New York - One day after announcing a new initiative intended to provide city residents with additional paid days off so that they can spend more time with their loved ones, Mayor Bill de Blasio’s State of the City address opened with a narrative delivered by a Chasidic man from Borough Park and footage of him learning Talmud with his 12 year old son.
The nearly six minute long video was shown at the start of the annual speech, delivered this morning at the Peter Jay Sharp Theater at Symphony Space on the Upper West Side of Manhattan. Highlighting the city’s diversity, the video showed several New York City families, including that of Alexander Rapaport, executive director of the Masbia soup kitchen.
Rapaport appears several times in the video, first with his son Nochum, a seventh grader at the Bobover Yeshiva Bnei Zion.
As the clip shows Rapaport and his son sitting at the table engaged in an animated Talmudic discussion, the camera pans up to reveal a neat row of identically framed photographs of all seven of the Rapaport children sitting atop the china cabinet. In a voiceover, Rapaport talks about the importance of a close knit family structure.
“Your family is everything for you,” says Rapaport. “What for others might be rough and tumble, but for Chasidic families, New York is the best place to live in.”
Rapaport elaborated on some of the challenges of running a soup kitchen, a job that involves long hours and emergencies that can interfere with family time. The video captures Rapaport sitting in his dining room with several of his children and his wife, Toby.
“I try to fill in,” says Mrs. Rapaport. “Sometimes I have to be mom and dad. Sometimes I literally have to call him home. ‘That’s it. The work day is over. The sky will not fall down, I promise.’”
In a VIN News interview, Rapaport said that the footage of him and his son immersed in the intricacies of the tractate Makos, analyzing the process of determining financial damages against someone who bears false witness in a prenuptial agreement, came about quite by accident.
The film crew had originally intended to capture footage of the family at Masbia and sharing conversation at home, but while the photographers were setting up for the shoot, Nochum Rapaport seized the moment, taking advantage of an opportunity to study Talmud with his father.
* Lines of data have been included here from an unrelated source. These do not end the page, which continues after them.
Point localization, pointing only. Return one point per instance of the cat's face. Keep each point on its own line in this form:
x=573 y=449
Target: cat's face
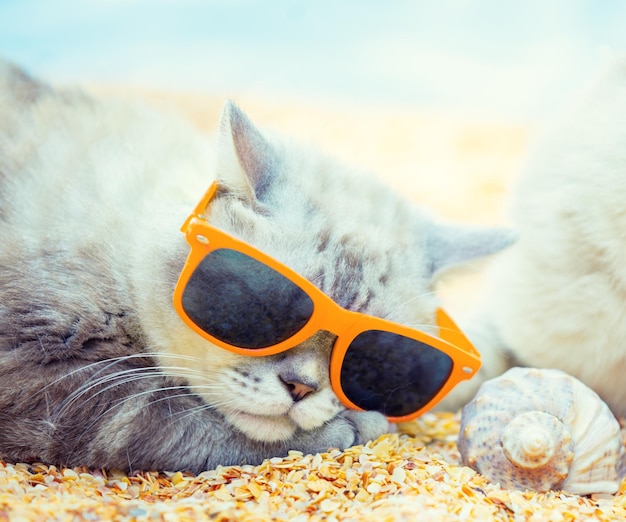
x=360 y=243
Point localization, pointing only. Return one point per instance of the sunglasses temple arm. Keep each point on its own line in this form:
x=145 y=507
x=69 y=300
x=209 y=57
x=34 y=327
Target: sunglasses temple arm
x=449 y=331
x=200 y=209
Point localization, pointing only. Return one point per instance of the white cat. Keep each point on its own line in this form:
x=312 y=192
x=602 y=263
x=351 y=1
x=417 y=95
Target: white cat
x=557 y=298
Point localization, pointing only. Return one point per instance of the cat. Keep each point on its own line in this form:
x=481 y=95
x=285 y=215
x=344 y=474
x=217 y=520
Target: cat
x=557 y=297
x=96 y=368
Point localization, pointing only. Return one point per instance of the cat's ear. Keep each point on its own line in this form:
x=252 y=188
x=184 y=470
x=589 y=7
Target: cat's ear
x=449 y=245
x=244 y=157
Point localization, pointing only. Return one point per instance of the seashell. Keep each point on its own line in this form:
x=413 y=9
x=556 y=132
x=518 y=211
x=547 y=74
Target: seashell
x=542 y=430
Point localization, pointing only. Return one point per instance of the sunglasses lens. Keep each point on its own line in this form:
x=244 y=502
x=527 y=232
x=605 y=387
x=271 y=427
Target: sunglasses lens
x=244 y=302
x=392 y=374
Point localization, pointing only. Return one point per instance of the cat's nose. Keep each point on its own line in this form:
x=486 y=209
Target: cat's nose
x=297 y=388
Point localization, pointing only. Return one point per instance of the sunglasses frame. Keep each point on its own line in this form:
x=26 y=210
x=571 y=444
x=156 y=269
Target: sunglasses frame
x=327 y=315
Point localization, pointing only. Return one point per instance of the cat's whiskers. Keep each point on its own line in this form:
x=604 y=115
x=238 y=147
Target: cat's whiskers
x=108 y=363
x=121 y=378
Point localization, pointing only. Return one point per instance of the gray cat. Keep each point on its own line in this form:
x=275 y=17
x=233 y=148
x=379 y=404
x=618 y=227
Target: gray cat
x=97 y=368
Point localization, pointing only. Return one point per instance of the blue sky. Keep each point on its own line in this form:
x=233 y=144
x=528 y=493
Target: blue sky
x=497 y=57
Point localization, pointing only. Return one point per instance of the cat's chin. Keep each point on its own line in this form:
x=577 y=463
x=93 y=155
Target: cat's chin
x=263 y=427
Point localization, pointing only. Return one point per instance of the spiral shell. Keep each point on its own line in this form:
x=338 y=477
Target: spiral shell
x=542 y=430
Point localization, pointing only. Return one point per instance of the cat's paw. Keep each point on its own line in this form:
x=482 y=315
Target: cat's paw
x=349 y=428
x=367 y=425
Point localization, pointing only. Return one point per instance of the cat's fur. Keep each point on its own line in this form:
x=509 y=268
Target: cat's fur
x=96 y=368
x=557 y=298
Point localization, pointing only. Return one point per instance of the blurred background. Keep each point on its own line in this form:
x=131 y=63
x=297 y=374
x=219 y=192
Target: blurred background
x=440 y=98
x=500 y=58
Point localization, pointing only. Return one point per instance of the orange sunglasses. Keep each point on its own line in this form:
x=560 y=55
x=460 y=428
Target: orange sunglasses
x=243 y=300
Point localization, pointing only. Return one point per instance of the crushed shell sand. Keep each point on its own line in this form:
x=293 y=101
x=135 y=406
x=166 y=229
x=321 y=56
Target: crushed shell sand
x=413 y=475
“He has been learning the entire first chapter by heart and was desperate to learn with me, so he snuck in a Gemara and we started learning page after page,” said Rapaport.
“They saw how animated he was and it made quite an impression on them.”
The Rapaports were not the only Jewish family to be part of the mayor’s State of the City address. NYPD chief chaplain Rabbi Alvin Kass delivered the opening invocation, the yarmulke on his head adorned with an NYPD shield.
Rabbi Kass described New York as “the city of immigrants par excellence,” and referencing the words of poet Emma Lazarus engraved on the Statue of Liberty noted “the homeless and the tempest tossed have provided the energy, the dynamism and the creativity that has made New York City the veritable capital of the world.”